Trump advisers were already signalling that climate change was ‘politically correct’ and a waste of Americans’ money early in the presidential election campaign, and Trump followed this up with campaign promises to stop spending funds on climate change which could go to opening coal mines. His statement that he was elected to represent Pittsburgh rather than Paris continues this positioning of a leader taking up arms against liberals wherever they might be found. The fact that the US is the only functioning country prepared to admit that they don’t want to be bound by the Paris agreement is not an unfortunate consequence, but part of the point (three countries are not signed up to Paris - the US, Syria and Nicaragua – and Nicaragua refused to sign because they said, correctly, that the agreement is not strong enough and plan to get 90% of their electricity from renewables by 2020).
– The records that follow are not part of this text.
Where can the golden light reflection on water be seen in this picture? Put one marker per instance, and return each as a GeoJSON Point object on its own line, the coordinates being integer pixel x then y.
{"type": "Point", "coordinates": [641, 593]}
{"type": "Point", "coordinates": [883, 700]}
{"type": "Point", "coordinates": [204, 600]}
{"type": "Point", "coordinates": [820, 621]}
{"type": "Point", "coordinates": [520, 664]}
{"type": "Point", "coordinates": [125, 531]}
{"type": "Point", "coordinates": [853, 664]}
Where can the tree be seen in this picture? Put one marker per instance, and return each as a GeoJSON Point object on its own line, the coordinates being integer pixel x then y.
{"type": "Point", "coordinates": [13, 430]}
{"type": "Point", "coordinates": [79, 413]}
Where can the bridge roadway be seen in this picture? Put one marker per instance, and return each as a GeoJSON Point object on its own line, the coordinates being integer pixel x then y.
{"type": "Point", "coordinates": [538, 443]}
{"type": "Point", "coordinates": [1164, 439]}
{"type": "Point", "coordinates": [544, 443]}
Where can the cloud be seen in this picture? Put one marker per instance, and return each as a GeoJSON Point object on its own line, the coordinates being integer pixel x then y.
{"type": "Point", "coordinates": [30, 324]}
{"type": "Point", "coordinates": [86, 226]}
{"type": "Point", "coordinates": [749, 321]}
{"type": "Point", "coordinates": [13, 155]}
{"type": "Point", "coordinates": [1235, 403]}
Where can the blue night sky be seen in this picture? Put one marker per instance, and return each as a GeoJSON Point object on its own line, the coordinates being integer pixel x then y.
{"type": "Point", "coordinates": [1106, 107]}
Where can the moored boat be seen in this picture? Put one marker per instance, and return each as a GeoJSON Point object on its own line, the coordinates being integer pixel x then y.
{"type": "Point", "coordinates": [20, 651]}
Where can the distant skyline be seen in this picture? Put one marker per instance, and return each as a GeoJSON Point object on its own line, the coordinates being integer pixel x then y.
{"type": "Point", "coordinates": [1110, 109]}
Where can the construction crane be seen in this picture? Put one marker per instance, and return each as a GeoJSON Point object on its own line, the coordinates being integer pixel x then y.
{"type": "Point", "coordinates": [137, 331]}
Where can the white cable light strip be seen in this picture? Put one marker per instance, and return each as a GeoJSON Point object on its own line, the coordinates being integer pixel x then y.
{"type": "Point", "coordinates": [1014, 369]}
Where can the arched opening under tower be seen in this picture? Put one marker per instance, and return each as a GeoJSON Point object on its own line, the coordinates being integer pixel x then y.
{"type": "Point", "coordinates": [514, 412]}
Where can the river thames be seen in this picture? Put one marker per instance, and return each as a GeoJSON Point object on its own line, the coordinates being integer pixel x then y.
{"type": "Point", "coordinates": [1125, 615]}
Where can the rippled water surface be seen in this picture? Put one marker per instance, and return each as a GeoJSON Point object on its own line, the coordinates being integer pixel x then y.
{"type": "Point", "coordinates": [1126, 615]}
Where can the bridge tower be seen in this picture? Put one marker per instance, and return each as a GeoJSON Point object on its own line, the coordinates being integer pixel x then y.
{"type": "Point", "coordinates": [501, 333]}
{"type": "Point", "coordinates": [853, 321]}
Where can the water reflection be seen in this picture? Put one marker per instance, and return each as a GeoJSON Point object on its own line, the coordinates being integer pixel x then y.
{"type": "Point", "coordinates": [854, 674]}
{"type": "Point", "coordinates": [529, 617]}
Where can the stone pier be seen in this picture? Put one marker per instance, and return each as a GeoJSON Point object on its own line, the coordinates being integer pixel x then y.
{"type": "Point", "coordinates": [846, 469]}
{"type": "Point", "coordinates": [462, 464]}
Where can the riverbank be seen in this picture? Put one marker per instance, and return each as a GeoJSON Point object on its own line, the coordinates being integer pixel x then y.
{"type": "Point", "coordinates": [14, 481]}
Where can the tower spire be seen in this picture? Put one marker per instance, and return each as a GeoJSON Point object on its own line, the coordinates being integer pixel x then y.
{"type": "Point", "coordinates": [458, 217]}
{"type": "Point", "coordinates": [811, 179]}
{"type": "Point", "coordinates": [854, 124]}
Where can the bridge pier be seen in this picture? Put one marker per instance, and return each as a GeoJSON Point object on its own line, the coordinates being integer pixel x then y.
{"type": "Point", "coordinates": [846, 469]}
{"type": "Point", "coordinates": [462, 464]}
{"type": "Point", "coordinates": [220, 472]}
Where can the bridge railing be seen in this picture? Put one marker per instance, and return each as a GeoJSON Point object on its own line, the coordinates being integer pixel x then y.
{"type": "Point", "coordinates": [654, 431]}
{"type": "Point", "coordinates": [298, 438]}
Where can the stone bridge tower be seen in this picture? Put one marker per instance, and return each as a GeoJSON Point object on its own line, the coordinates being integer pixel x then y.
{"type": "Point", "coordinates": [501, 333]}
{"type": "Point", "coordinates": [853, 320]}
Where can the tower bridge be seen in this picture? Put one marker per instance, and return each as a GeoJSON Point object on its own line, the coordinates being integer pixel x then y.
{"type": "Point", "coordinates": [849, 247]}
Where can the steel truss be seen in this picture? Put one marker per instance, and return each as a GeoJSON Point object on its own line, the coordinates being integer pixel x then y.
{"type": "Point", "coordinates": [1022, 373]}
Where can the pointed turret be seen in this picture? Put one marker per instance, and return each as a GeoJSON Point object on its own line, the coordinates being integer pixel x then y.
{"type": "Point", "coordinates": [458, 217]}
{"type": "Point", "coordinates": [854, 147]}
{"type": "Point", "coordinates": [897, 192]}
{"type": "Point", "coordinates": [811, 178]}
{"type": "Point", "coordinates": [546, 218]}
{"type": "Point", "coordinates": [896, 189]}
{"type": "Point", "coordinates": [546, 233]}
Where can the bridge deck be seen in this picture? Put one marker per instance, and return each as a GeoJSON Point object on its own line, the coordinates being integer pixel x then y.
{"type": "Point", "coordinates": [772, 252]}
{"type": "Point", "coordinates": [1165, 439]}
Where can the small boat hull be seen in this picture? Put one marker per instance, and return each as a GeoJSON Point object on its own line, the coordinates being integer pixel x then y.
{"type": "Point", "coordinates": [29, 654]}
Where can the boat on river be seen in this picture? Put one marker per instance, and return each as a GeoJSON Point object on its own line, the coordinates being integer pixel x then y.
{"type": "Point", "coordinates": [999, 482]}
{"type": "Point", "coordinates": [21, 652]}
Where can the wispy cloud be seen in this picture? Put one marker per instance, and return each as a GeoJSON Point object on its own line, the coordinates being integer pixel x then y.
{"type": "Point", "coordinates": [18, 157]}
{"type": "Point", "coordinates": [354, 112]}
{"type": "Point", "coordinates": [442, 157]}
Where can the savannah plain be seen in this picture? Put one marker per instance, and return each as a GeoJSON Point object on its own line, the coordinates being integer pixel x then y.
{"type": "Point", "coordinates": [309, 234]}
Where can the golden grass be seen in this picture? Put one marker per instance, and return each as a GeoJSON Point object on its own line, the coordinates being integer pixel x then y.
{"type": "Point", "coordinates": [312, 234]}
It is possible that Trump’s tough action on attempts to deal with climate change won’t go down as well as intended. The Mayor of Pittsburgh responded to Trump’s use of his city to justify pulling out of Paris with a commitment to follow through on carbon reduction, and pointed out that the city of Pittsburgh voted 80% for Clinton. The truth is that a real Green New Deal could create new decent jobs, as well as a functioning green-energy infrastructure, but nothing could be further from what Trump is actually proposing. Fewer and laxer environmental regulations, encouragement for companies to mine and frack without paying for the consequences, will create not jobs but continuing environmental disaster for the poor communities for whom Trump is pretending to be concerned.
Towards the end of his speech on withdrawing from Paris, Trump promised that the US would have the cleanest air and the cleanest water in the world. That would certainly come as a welcome change to communities like those in Pennsylvania left with flammable tap water because of fracking, towns in Texas and Kansas whose tap water became corrosive after chemical spills, or indeed the long-suffering residents of Flint, Michigan, whose tap water hasn’t been safe to drink since 2014. The Republicans, of course, care deeply for the plight of the majority black people of Flint. So much so that in February, the Republican governor signed an order to compel residents to start paying full bills for their still-undrinkable water.
Trump’s posturing on climate change shows not so much that he is a climate change denier, but that he thinks the issue is trivial enough to be used for short-term political positioning. He also clearly thinks that American working-class people are as ignorant about the issue as the average Trump administration spokesperson. On that, he may well be wrong.